Clinical impairment in MS and its most often utilized animal model, experimental autoimmune encephalomyelitis (EAE) mice, is linked to gray matter atrophy [100]. Gray matter atrophy, often detected in EAE, has yet to be linked to a specific spinal cord disorder pathology. Clear Lipid-exchanged Acrylamide-hybridized Rigid Imaging-compatible Tissue-hYdrogel or CLARITY is a recently developed optical cleaning technology capable of converting intact tissue into a nanoporous hydrogel hybrid (3-dimensional network crosslinked to hydrophilic polymers) that permits comprehensive imaging of the whole brain with minimum protein loss while keeping natural fluorescence [101, 102]. Using this hydrogel and MRI layer V neurons in EAE mice induced by Thy1.1-YF, Spence et al. [103] demonstrated that cortical volumes correlated negatively to end bulbs and positively to layer V neurons. Later, they used voxel-based morphometry (VBM) to evaluate localized GM atrophy and CLARITY to evaluate specific pathologies in EAE mice. Maps showing the connection between particular diseases and local gray matter atrophy were created [104]. Anatomical insights from these investigations will be useful for future research on gray matter atrophy, which is the strongest predictor of impairment in MS.

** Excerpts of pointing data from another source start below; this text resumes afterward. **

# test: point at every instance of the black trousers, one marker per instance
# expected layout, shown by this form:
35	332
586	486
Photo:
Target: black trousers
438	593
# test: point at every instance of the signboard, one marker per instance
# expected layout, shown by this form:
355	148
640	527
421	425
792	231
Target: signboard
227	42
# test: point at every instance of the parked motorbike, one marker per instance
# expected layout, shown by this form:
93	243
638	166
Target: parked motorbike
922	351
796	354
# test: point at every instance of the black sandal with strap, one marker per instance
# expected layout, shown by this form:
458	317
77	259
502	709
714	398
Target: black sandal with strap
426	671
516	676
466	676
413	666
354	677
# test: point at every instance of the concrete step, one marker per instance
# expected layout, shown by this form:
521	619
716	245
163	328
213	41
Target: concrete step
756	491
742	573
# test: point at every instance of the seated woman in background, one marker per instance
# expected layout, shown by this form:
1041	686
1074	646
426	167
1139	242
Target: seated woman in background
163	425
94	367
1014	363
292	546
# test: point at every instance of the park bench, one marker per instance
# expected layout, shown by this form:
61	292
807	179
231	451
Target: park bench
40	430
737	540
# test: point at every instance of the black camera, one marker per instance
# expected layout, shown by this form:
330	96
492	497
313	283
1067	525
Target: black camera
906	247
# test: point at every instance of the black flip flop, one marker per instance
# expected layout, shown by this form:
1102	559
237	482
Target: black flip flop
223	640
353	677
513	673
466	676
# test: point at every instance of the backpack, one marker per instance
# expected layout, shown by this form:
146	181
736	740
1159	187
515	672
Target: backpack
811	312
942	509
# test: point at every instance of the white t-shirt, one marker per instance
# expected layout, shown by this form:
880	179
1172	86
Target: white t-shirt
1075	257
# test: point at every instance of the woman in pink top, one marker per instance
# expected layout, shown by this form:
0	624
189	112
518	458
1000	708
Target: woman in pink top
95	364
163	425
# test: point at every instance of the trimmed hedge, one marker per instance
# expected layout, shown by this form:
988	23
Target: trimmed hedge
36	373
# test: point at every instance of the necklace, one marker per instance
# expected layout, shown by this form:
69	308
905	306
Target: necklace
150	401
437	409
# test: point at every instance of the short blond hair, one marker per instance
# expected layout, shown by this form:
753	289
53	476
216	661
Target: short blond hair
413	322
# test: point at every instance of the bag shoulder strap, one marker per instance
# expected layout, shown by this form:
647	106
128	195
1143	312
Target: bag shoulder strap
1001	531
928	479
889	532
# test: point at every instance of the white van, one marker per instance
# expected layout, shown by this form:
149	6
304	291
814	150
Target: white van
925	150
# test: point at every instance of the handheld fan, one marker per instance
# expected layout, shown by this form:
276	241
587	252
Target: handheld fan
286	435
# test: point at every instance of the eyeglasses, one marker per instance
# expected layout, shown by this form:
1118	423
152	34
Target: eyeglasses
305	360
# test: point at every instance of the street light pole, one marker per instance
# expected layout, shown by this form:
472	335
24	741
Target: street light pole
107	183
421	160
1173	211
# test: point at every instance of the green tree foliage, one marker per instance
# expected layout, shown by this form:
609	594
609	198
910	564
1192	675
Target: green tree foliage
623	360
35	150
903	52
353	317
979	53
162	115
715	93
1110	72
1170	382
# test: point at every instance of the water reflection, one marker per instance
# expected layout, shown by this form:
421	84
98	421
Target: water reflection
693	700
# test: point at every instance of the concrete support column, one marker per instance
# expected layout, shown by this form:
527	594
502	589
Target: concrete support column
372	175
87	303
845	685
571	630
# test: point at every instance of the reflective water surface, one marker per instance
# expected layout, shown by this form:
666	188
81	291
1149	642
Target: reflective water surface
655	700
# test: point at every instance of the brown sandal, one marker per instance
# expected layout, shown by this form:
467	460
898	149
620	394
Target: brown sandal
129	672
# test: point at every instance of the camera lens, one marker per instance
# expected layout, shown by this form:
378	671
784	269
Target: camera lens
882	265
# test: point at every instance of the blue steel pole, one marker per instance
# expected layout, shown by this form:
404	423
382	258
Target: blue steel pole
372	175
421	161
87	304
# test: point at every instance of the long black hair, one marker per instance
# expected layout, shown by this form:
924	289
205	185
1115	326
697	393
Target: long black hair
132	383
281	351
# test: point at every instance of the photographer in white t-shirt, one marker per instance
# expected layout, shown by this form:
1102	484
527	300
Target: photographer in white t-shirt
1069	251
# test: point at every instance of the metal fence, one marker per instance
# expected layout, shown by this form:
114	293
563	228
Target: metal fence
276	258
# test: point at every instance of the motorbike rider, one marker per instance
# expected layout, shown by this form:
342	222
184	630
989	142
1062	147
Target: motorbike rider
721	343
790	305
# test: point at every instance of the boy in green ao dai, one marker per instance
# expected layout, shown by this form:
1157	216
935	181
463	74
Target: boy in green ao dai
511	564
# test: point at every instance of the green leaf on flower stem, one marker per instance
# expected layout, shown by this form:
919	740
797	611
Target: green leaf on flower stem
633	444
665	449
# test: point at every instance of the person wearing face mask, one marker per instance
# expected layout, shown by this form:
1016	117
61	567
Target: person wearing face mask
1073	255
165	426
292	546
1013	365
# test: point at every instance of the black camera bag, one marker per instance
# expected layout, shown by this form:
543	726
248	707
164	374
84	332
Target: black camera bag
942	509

Most significantly, the use of MRI and CLARITY to EAE establishes a precedent for better distinguishing neuropathological processes in three-dimensional intact tissues in a range of neurodegenerative illnesses. Another interesting work has shown that by combining the biodegradation of extracellular matrix (ECM) hydrogels with 19F MRI of perfluorinated carbon-labeled (PFC) macrophages, novel insights into the participation of neuroinflammatory processes and spatiotemporal dynamics may be obtained. A framework for precise observation of the distribution and density of 19F-labeled macrophages in the brain is established by systematic tuning of sequence and imaging parameters. This will further knowledge of peripheral macrophages’ participation in bio-scaffold breakdown and regeneration of brain tissue [105]. These investigations of macrophages as pathogenic cell effectors and prospective therapeutic targets in MS [106], in conjunction with labeled imaging and hydrogels, present a potential in vivo tool to aid in the monitoring and prevention of MS. Simultaneously, hydrogels may be turned into fluorescent probes for cell imaging, allowing for fast diagnosis of neurodegenerative biomarkers [107].

Conclusions and outlook

MS requires additional therapies since it is a progressive impairment. Analyses of the complete spectrum of hydrogel-related MS diagnostic and treatment techniques generate several research interests. For example, the intestinal tract microbiome is a rapidly growing area of research into the pathogenesis and potential treatments of MS, as peripheral immune activation plays a role in the disease’s pathogenesis and a symbiotic intestinal tract microbiome may be necessary for initiating the immune response [108]. Additionally, this review suggests that the delivery of combining hydrogels with intestinal bacteria that are resistant to stomach acid and decompose on demand may be a future research area [109]. Another area of interest for future hydrogel applications is wearable electronic sensors, which have the potential to achieve volume production while delivering many beneficial features such as monitoring balance, tiredness, and movement throughout the course of MS. More intriguingly, 3D hydrogel systems facilitate the cultivation and elucidation of cell-matrix interactions by reproducing the unique properties of native central nervous system tissues in vitro, including binding delivery through nanoparticles. These may be the areas of attention for the development of hydrogel materials, as well as for MS diagnosis and prognosis monitoring.